Hsieh Shu-tzu

Personal information
- Full name: Hsieh Shu-tzu
- National team: Chinese Taipei
- Born: 2 January 1981 (age 45) Taipei, Taiwan
- Height: 1.66 m (5 ft 5 in)
- Weight: 48 kg (106 lb)

Sport
- Sport: Swimming
- Strokes: Butterfly, medley

= Hsieh Shu-tzu =

Taiwanese swimmer

Hsieh Shu-tzu (謝 淑姿 (Xiè Shūzī); born January 2, 1981) is a Taiwanese former swimmer, who specialized in butterfly and individual medley events. She represented Chinese Taipei in two editions of the Olympic Games (1996 and 2000), and later captured a silver in the 200 m butterfly at the 2000 Asian Swimming Championships in Busan, South Korea.
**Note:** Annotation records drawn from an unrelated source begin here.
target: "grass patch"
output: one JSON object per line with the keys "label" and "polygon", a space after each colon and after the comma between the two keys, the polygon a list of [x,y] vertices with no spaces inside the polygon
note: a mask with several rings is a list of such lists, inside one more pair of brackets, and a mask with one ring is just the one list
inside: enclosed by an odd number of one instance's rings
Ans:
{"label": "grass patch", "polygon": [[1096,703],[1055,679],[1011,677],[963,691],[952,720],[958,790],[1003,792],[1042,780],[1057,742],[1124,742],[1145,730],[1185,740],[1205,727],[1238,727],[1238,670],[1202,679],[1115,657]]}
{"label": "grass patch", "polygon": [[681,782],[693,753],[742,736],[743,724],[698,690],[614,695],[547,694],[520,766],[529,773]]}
Hsieh made her first Chinese Taipei team, as a 15-year-old teen, at the 1996 Summer Olympics in Atlanta. She failed to reach the top 16 final in any of her individual events, finishing eighteenth in the 200 m butterfly (2:16.27), and twenty-ninth in the 400 m individual medley (4:59.52).
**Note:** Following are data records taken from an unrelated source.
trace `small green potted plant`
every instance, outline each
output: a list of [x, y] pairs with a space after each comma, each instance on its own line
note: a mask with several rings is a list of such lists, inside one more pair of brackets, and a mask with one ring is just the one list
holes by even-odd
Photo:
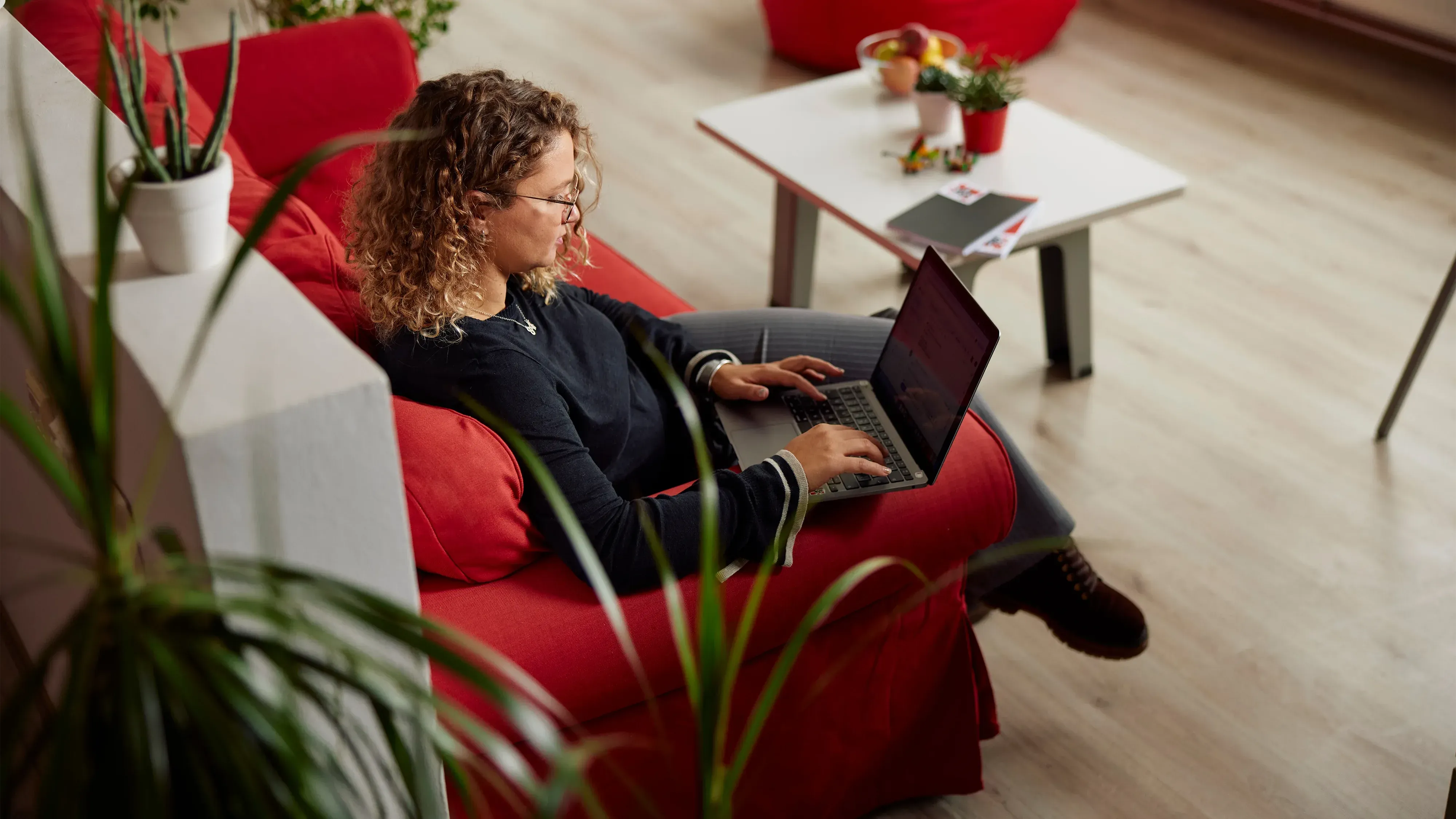
[[954, 77], [941, 66], [926, 66], [916, 79], [914, 108], [920, 112], [922, 134], [943, 134], [951, 130], [951, 118], [955, 114], [955, 102], [946, 96]]
[[965, 131], [965, 153], [996, 153], [1006, 136], [1006, 112], [1021, 98], [1021, 77], [1016, 63], [996, 57], [993, 66], [981, 66], [983, 51], [961, 60], [967, 71], [954, 77], [946, 95], [961, 106], [961, 127]]
[[132, 182], [127, 220], [151, 267], [163, 273], [215, 267], [227, 254], [227, 205], [233, 192], [233, 163], [223, 150], [223, 136], [227, 134], [233, 115], [233, 92], [237, 85], [237, 12], [232, 13], [230, 20], [223, 98], [202, 144], [191, 144], [188, 140], [186, 79], [182, 74], [182, 60], [172, 48], [172, 25], [166, 15], [163, 31], [175, 102], [165, 112], [165, 133], [160, 136], [162, 144], [157, 144], [157, 137], [147, 124], [147, 57], [146, 44], [137, 34], [137, 4], [124, 0], [121, 13], [127, 23], [122, 52], [116, 52], [109, 34], [103, 39], [106, 60], [116, 77], [121, 115], [137, 154], [114, 165], [106, 179], [116, 192], [127, 181]]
At the 2000 Summer Olympics in Sydney, Hsieh swam for Chinese Taipei in the 200 m butterfly. She achieved a FINA B-cut of 2:13.43 after winning a silver medal from the Asian Championships six months earlier. She challenged seven other swimmers in heat four, including Aussie favorite Petria Thomas and Polish teenager Otylia Jędrzejczak. Coming from seventh at the halfway turn, Hsieh faded down the final stretch to pick up a last spot by almost eight seconds behind joint leaders Thomas and Jedrzejczak, in a time of 2:16.23. Hsieh failed to advance into the semifinals, as she placed twenty-ninth overall in the prelims.